Женщина отворачивает, как от удара, лицо, перекошенное страданием, беззвучно плачет.
— Наталка! — одолев жестокое удушье, бодро говорит она. — Знаешь, кто пришел?
— Откуда же мне знать? Ведь я не вижу теперь.
— Иван Иванович…
Лицо девушки выражает смущение, она как будто стыдится высказанного ею неверия в свои силы, в лечащих врачей… Потом улыбка трогает уголки ее губ. Чуть-чуть. Но у хирурга першит в горле от этой славной улыбки.
— Иван Иванович! — Снова став серьезной, Наталка протягивает к нему маленькую руку. — Дорогой Иван Иванович… Ну неужели нельзя попытаться еще раз? Ну пусть ничего не получится. Я ведь знаю… Мы знаем, что у меня… Голубчик, Иван Иванович! Ведь вы оперировали опять Наташу Коробову. Возьмите меня на стол, умоляю вас!
Нет, по-видимому, зря он зашел сюда!

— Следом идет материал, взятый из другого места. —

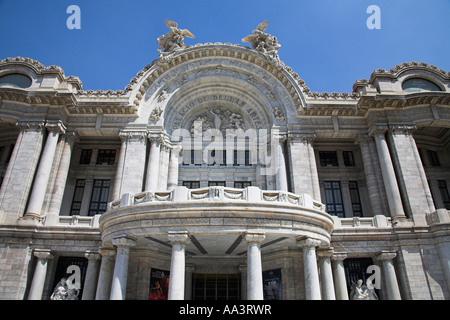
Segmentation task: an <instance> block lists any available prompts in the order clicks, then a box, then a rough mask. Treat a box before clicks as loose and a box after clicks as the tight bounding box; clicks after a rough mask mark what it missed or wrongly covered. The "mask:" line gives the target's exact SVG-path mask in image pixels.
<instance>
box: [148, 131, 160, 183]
mask: <svg viewBox="0 0 450 320" xmlns="http://www.w3.org/2000/svg"><path fill="white" fill-rule="evenodd" d="M148 138H149V140H150V154H149V156H148V164H147V176H146V181H145V190H146V191H155V190H156V189H157V188H158V177H159V161H160V155H161V143H162V139H161V136H160V135H156V134H149V135H148Z"/></svg>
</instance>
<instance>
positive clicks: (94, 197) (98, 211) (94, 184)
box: [89, 180, 110, 216]
mask: <svg viewBox="0 0 450 320" xmlns="http://www.w3.org/2000/svg"><path fill="white" fill-rule="evenodd" d="M109 185H110V181H109V180H94V186H93V188H92V195H91V203H90V205H89V216H94V215H96V214H102V213H104V212H105V211H106V206H107V204H108V195H109Z"/></svg>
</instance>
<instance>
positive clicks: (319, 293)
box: [297, 238, 321, 300]
mask: <svg viewBox="0 0 450 320" xmlns="http://www.w3.org/2000/svg"><path fill="white" fill-rule="evenodd" d="M297 245H298V246H300V247H302V250H303V272H304V275H305V291H306V292H305V294H306V300H320V299H321V296H320V282H319V271H318V269H317V260H316V247H318V246H319V245H320V240H316V239H312V238H306V239H302V240H298V241H297Z"/></svg>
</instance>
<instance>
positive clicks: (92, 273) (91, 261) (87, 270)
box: [81, 252, 101, 300]
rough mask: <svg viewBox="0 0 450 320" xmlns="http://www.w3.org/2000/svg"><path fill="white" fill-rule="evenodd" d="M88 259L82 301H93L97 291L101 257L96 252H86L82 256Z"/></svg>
mask: <svg viewBox="0 0 450 320" xmlns="http://www.w3.org/2000/svg"><path fill="white" fill-rule="evenodd" d="M84 256H85V257H86V258H87V259H88V267H87V270H86V278H85V280H84V286H83V296H82V297H81V299H82V300H94V299H95V292H96V290H97V282H98V274H99V271H100V270H99V266H100V259H101V255H100V254H99V253H98V252H87V253H86V254H85V255H84Z"/></svg>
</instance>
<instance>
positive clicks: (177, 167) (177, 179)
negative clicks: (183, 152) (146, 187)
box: [167, 145, 181, 190]
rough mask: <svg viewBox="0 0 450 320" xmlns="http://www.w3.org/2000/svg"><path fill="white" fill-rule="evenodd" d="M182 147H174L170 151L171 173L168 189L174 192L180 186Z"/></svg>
mask: <svg viewBox="0 0 450 320" xmlns="http://www.w3.org/2000/svg"><path fill="white" fill-rule="evenodd" d="M180 152H181V147H180V146H177V145H174V146H172V150H171V151H170V159H169V173H168V175H169V176H168V178H167V189H169V190H172V189H174V188H175V187H177V186H178V169H179V157H180Z"/></svg>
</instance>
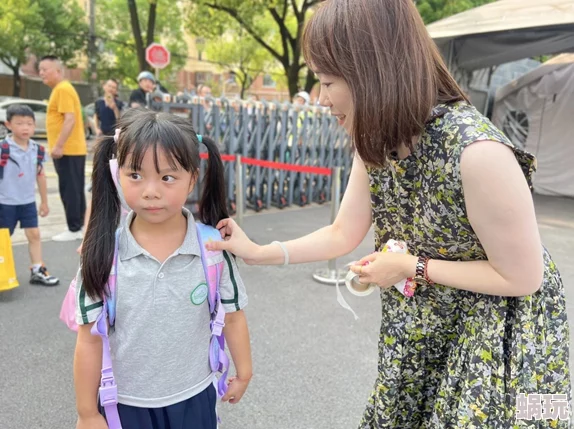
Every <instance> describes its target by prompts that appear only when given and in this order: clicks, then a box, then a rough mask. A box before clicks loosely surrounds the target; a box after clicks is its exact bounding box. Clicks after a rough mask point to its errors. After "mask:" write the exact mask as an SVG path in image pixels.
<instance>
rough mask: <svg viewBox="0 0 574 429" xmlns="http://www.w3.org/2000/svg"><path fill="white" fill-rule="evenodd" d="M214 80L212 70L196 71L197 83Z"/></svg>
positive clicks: (206, 81)
mask: <svg viewBox="0 0 574 429" xmlns="http://www.w3.org/2000/svg"><path fill="white" fill-rule="evenodd" d="M211 80H212V76H211V73H210V72H195V84H196V85H201V84H203V83H206V82H209V81H211Z"/></svg>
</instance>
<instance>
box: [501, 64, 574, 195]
mask: <svg viewBox="0 0 574 429" xmlns="http://www.w3.org/2000/svg"><path fill="white" fill-rule="evenodd" d="M573 118H574V54H564V55H559V56H557V57H555V58H553V59H551V60H550V61H547V62H546V63H544V64H542V65H541V66H540V67H538V68H536V69H534V70H532V71H531V72H529V73H527V74H525V75H524V76H522V77H520V78H518V79H516V80H514V81H512V82H511V83H509V84H508V85H506V86H504V87H502V88H500V89H499V90H498V92H497V93H496V99H495V102H494V109H493V114H492V121H493V122H494V124H495V125H496V126H498V127H499V128H500V129H501V130H502V131H504V133H505V134H506V135H507V136H508V137H509V138H510V139H511V140H512V141H513V143H514V144H516V145H517V146H519V147H522V148H524V149H526V150H527V151H528V152H530V153H532V154H534V155H535V156H536V158H537V161H538V168H537V172H536V174H535V175H534V180H533V185H534V190H535V191H536V192H537V193H539V194H545V195H559V196H567V197H574V168H572V160H574V120H573Z"/></svg>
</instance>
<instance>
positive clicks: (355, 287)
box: [345, 271, 377, 296]
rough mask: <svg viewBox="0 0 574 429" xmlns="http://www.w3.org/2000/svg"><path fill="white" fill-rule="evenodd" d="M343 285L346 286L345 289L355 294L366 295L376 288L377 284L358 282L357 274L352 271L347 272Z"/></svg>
mask: <svg viewBox="0 0 574 429" xmlns="http://www.w3.org/2000/svg"><path fill="white" fill-rule="evenodd" d="M345 285H346V286H347V290H348V291H349V292H351V293H352V294H353V295H355V296H368V295H370V294H372V293H373V291H374V290H375V289H376V288H377V285H374V284H372V283H371V284H368V285H367V284H364V283H360V282H359V275H358V274H355V273H354V272H352V271H349V272H348V273H347V277H345Z"/></svg>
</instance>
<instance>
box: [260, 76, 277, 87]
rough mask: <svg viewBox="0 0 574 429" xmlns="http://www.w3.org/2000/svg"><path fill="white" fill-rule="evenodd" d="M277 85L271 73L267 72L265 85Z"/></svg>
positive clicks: (263, 77) (273, 86) (264, 79)
mask: <svg viewBox="0 0 574 429" xmlns="http://www.w3.org/2000/svg"><path fill="white" fill-rule="evenodd" d="M275 85H276V83H275V81H274V80H273V78H272V77H271V75H270V74H266V75H265V76H263V86H266V87H271V88H275Z"/></svg>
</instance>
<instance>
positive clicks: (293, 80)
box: [286, 64, 299, 98]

Он слушает этот предсмертный зов и ничего не может ответить! Да и что тут можно ответить?!
Единственная дочь овдовевшей женщины-инженера. Чудный, всегда здоровый, жизнерадостный ребенок. Отличница в школе. И вдруг на пятнадцатом году жизни обнаружилась злокачественная опухоль в мозгу. Операция. Возвращение к жизни. Два года учебы. Снова операция. Учеба уже в институте — и снова рецидив опухоли.